Quote Originally Posted by hFx View Post
Excellent point! I can't imagine Keith, Rick and the others back in the early 70's complaining about "the wrong feel" or "authenticity" of new instruments and technology - they embraced it! The prog movement was much about exploring previously unheard timbres, or more-or-less traditional instruments in new contexts.

OK, fans that embraces artists commonly want the artists to sound the same as when they lost their heart to them, alas all genres tend to get quickly fossilised. It's a natural fact that most active musicians - professional or amateur - are emulating the style and sounds of someone that were truly progressive before, present or past. Of course there is a big market for emulations, being it carefully copied LP Standard 59s, VST-emulations or that infamous digital mellotron

Personally I try still to embrace the "progressive" adjective, but it was really on PE that I came to realise that its just a word used to pinpoint some musical movements in the early 70s, when the guys referred to above were among those leading the way. It's ust a label, like Glam, Punk, New Romantic, Rockabilly... Then, of course the tools they used become archetypes. Cumbersomeness and crappy designs aside. Hey, even those weird sounding Yamaha CP-70/80s stage pianos of the 80s are considered "authentic"

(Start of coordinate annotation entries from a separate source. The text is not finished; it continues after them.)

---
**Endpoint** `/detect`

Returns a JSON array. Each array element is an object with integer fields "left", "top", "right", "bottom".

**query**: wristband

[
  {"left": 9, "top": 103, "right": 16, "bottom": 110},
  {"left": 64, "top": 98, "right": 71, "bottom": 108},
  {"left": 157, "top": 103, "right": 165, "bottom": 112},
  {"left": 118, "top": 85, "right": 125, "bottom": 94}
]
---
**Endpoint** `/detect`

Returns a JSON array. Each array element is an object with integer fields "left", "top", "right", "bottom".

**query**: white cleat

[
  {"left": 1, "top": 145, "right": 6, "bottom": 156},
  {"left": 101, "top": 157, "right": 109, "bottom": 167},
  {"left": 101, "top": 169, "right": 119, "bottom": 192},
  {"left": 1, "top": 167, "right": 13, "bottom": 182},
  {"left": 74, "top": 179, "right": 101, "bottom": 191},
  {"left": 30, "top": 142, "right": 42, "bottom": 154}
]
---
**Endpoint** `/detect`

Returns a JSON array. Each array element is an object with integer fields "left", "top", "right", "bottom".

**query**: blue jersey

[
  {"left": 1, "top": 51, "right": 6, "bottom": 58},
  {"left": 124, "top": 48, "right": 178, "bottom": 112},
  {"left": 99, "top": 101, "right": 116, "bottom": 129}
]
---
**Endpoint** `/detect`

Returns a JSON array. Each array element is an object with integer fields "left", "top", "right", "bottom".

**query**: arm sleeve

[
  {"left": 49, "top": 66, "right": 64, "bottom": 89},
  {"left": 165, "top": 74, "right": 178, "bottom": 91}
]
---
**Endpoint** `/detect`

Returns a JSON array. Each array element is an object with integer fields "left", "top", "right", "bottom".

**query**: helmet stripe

A B3 excellent instrument, but have you tried add some Alchemy or K5000 sheen to it...?
If there is one advantage that old stuff, or their virtual emulations have on truly new forms of synthesis, it is that it's more easy to create new sounds. With newer forms of synthesis people often got stuck with factory-presets, because they often were a hell to program. I have a Waldorf Blofeld and I still have to create one sound on it. On the other hand, in Cubase I have a virtual analog synthesizer and within an hour I created a new sound.

I suppose the Yamaha CP-70/80 stage piano's are going the same way as the Wurlitzer and Fender Rhodes as sounds of their own, worthy of being emulated.